In sharp contrast, most 2J-NL events (15/17) exhibited a 1.5 to 4-fold increase of chromosomal copy number between the two HPV-cellular junctions (Table 1, Figure 3b, Supplementary Figure S6). In the two remaining cases in which the distance between the breakpoints is small (25 and 36 kb), the CGH profile was flat. These results reveal that the 2J-NL HPV insertion signature is associated with an amplification of the human genome interval, located between the HPV insertion breakpoints detected by capture NGS. Similarly, we performed CGH array analysis on all other MJ-CL (Figure 3c), MJ-SC (Figure 3d) and EPI cases (Supplementary Figure S7). Within the MJ-CL category, we found either amplifications (1.5 fold up to 4 fold, No. 21–24, 28–29, 115–116) or a flat profile (No. 25–27; Figure 3c; Supplementary Figure S8). In the MJ-SC cases, we found a mixture of either amplified or flat profiles at the different junctions in three cases (No. 31, 32, 203), whereas the three other cases (No. 30, 33, 34, 142, 201, 203) showed amplifications at each of the viral insertion loci (Figure 3d). In addition, HPV DNA was often found to co-localise at the transition boundaries between lengthy chromosomal gains and losses (No. 33, chromosome band 20q11.21, see Figure 3d). The loss of heterozygosity observed in the vicinity of HPV insertion sites points to a mechanism of integration involving a break-induced replication type event. In sum, strikingly, no deletions were detected at HPV insertion sites in any category other than 2J-COL suggesting that, all of the other events result from the same ‘ends-in’ mechanism of chromosome sequence assimilation (see below). We also assessed by FrAGL analysis (Methods), the frequency of amplicon gain or loss and copy-number variations genome wide, among all cases. No additional striking genomic differences were observed among the signature groups (Supplementary Figure S7).

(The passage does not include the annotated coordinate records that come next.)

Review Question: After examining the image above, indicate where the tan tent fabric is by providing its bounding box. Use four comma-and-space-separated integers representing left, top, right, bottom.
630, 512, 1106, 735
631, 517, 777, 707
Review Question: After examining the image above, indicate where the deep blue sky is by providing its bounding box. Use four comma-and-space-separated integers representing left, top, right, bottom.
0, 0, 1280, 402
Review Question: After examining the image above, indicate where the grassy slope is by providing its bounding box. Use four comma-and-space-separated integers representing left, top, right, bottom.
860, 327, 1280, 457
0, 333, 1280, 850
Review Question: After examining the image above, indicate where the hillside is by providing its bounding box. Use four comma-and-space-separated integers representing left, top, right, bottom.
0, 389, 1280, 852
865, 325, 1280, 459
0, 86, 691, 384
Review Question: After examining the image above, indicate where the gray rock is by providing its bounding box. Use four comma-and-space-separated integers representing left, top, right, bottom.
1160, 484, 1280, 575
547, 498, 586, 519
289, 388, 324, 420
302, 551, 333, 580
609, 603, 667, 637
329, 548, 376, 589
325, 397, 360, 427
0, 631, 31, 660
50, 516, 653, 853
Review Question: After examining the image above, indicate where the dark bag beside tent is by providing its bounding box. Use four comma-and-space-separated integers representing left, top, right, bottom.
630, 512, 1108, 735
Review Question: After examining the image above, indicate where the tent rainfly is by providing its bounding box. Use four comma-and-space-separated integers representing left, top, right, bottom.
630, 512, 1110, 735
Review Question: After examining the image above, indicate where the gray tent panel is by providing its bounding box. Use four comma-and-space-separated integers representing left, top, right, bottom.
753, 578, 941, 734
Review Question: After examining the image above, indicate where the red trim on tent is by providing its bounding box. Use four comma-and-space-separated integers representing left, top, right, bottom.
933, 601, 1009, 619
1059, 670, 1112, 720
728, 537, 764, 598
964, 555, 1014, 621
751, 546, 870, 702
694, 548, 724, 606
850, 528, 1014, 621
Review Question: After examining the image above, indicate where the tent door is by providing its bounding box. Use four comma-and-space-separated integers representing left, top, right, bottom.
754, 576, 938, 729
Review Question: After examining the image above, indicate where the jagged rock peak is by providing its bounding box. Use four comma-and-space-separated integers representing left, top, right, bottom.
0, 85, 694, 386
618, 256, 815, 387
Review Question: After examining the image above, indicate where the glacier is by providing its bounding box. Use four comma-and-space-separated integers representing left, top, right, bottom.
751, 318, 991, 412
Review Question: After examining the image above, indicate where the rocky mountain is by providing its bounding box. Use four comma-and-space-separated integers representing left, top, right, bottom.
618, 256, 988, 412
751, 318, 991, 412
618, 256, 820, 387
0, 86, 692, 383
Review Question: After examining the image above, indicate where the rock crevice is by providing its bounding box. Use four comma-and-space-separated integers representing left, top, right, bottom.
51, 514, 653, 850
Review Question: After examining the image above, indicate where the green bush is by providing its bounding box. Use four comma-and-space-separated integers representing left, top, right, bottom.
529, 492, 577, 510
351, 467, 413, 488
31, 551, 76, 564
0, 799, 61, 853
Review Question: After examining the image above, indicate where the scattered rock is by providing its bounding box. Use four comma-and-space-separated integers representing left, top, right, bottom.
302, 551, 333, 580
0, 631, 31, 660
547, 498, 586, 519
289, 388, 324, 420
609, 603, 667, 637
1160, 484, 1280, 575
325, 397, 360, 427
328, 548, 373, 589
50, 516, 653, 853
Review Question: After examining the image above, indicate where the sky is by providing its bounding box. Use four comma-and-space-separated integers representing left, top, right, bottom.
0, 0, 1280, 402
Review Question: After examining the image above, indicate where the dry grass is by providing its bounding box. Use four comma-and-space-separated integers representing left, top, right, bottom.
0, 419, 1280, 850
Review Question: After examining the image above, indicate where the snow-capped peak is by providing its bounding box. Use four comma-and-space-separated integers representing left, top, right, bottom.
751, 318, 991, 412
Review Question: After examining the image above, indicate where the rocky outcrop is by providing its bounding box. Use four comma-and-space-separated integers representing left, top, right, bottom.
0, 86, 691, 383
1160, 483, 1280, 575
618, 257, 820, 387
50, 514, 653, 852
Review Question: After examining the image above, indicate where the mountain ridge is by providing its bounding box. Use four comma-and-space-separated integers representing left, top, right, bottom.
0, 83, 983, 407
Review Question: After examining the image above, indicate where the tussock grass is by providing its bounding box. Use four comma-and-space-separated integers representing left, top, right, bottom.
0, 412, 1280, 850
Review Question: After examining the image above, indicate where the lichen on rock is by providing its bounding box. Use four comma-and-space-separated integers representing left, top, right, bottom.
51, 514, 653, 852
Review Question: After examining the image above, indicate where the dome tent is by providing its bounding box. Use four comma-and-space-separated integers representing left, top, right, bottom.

Overall, the cases within the 2J-COL category share, as a common structural feature, the deletion of the chromosomal region within the interval of the two breakpoints. In contrast, the 2J-NL and MJ categories only show local amplifications. Amplification events at the HPV insertion locus have been previously described,17,23,27 but to our knowledge, this is the first comprehensive analysis integrating the relative architecture of the two junctions in individual tumours and the detection of a deletion pattern arising from HPV integration. In contrast, to the usually large amplification events that are likely to affect several adjacent genes, the small size of the associated deletions are more likely to yield a single-gene dysfunction, more amenable for the design of precision therapeutics.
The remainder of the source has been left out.